Она обернулась — и встретилась взглядом с тем самым джентльменом.
Высокий. Безупречный. Опасный.
Его трость с набалдашником из обсидиана с тихим звоном упёрлась в пол, заставив вздрогнув итак порядком натянутые нервы девушки. Костюм, явно сшитый где-нибудь на Сэвил-Роу, облегал фигуру, словно вторая кожа.
— Моя спутница немного заблудилась, — произнёс он, улыбнувшись так, словно в его словах не было ни капли лжи. — Но я её уже нашёл.
На секунду повисла напряжённая тишина.
Мадам Роусон вскинула бровь, скользнув оценивающим взглядом по Вивиан, затем по её «спутнику», которого она, по-видимому, хорошо знала.
Тяжёлые складки бордового платья дрогнули, когда хозяйка борделя слегка наклонила голову и коротко кивнула.
— Как скажете, лорд… — она намеренно не закончила фразу, но мужчина только с ухмылкой склонил голову в ответ.
А через мгновение Вивиан уже шагала к выходу, деликатно, но твёрдо направляемая неизвестным спасителем.
Оказавшись на улице, Вивиан резко дёрнулась, пытаясь вырваться, но пальцы мужчины лишь чуть крепче сомкнулись на её локте — не больно, но достаточно твёрдо, чтобы показать: он не намерен отпускать её вот так просто.
— Спокойнее, мисс, не стоит терять достоинство. — Его голос был низким, с ленивой, почти небрежной насмешкой, но в этой бархатной мягкости чувствовалась сталь. — Убегать — дурной тон. Особенно для леди. — Он чуть наклонил голову, разглядывая её с неприкрытым интересом. — Так что же заставило столь изысканную даму ступить в логово порока? Скажете сами, или мне угадать?

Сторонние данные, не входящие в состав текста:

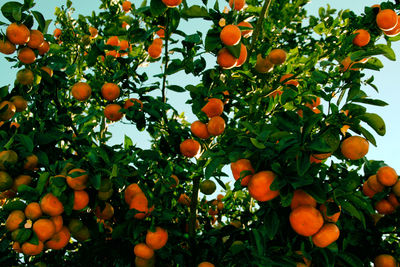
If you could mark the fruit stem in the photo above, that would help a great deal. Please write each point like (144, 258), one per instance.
(260, 21)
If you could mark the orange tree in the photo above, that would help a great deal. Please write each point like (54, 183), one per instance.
(283, 107)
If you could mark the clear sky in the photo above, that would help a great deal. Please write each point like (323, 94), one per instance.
(386, 80)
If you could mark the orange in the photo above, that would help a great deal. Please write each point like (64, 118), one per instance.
(216, 125)
(31, 249)
(131, 102)
(158, 239)
(385, 260)
(328, 234)
(354, 147)
(110, 91)
(57, 33)
(18, 34)
(44, 48)
(225, 59)
(81, 199)
(387, 176)
(306, 220)
(26, 55)
(301, 198)
(77, 179)
(59, 240)
(214, 107)
(277, 56)
(113, 40)
(242, 56)
(239, 166)
(237, 4)
(386, 19)
(154, 51)
(230, 35)
(112, 112)
(383, 206)
(36, 39)
(374, 184)
(131, 191)
(6, 47)
(58, 222)
(367, 190)
(81, 91)
(33, 211)
(259, 186)
(14, 219)
(140, 203)
(246, 33)
(143, 251)
(362, 38)
(126, 6)
(44, 229)
(106, 213)
(51, 205)
(190, 148)
(31, 162)
(7, 113)
(25, 77)
(199, 129)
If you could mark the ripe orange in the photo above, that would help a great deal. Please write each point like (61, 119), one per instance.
(225, 59)
(172, 3)
(51, 205)
(110, 91)
(237, 4)
(383, 206)
(154, 51)
(14, 219)
(387, 176)
(60, 239)
(18, 34)
(77, 179)
(81, 199)
(81, 91)
(9, 112)
(216, 126)
(306, 220)
(386, 19)
(112, 112)
(44, 48)
(301, 198)
(44, 229)
(158, 239)
(277, 56)
(214, 107)
(106, 213)
(6, 47)
(230, 35)
(259, 186)
(239, 166)
(31, 249)
(143, 251)
(25, 77)
(190, 148)
(33, 211)
(385, 260)
(26, 55)
(362, 38)
(354, 147)
(328, 234)
(199, 129)
(36, 39)
(246, 33)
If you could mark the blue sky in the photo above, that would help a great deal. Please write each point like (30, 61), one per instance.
(386, 80)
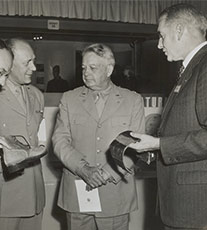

Холодный ночной воздух прошелестел по коже, остужая разгорячённые щёки. Где-то вдалеке, на соседней улице, прозвенели колокольчики проезжающего экипажа, а у пристани, скрытой за домами, тоскливо гудел пароход.
Вивиан резко вскинула подбородок.
— Я не имею ни малейшего желания отвечать на ваши вопросы, сэр, — отчеканила она, резко вырывая руку.
Он не возражал — не последовало ни резкого движения, ни попытки остановить её, — только легкая, еле заметная усмешка, словно он смотрел не на женщину, а на неразумного ребёнка, который упрямо играет в несвою игру.
— Как скажете. — Он наклонил голову, будто соглашаясь с её правом на дерзость.
Затем изящным жестом, с той небрежной грацией, какая бывает лишь у людей, привыкших командовать, указал на экипаж. Дверца уже была распахнута, словно кучер знал заранее, что хозяин вернётся не один.
— Тогда, возможно, вам больше по душе беседа с теми джентльменами, что сейчас выбежали из борделя? — мягко поинтересовался он, чуть склонив голову набок.
Вивиан бросила быстрый взгляд назад. Действительно, у дверей «Розы и Лилии» уже собралась небольшая группа мужчин. В свете газовых фонарей тускло поблескивали золотые цепочки часов, некоторые из них тревожно осматривали улицу, а один даже достал из кармана платок и нервно вытирал шею.
У неё сжалось сердце. Если они её поймают, последствия будут куда хуже, чем просто неприятный разговор.
Она перевела взгляд на своего «спасителя». Ему явно нравилась эта игра.
Сжав губы, Вивиан резко шагнула к экипажу и вскочила внутрь, одаривая мужчину раздражённым взглядом. Он, разумеется, последовал за ней.
Дверца с глухим стуком захлопнулась, и лошади двинулись вперёд, выбивая по мостовой ровный ритм.
Запах лакированного дерева и кожи смешивался с лёгким ароматом табака — от его костюма едва уловимо пахло дорогими сигарами и сандалом. Вивиан сидела напротив, упрямо скрестив руки и отвернувшись к окну, стараясь не замечать пристального взгляда своего спутника.
Карета мерно покачивалась на колёсах, за окнами мелькали редкие газовые фонари, освещая её точеный профиль с всё ещё покрасневшими от волнения щёками.
Мужчина не торопился нарушать тишину. Он просто наблюдал.
Вивиан чувствовала его взгляд и злилась на себя за то, что зачем-то подметила оттенок его глаз, этот тёплый цвет выдержанного бурбона.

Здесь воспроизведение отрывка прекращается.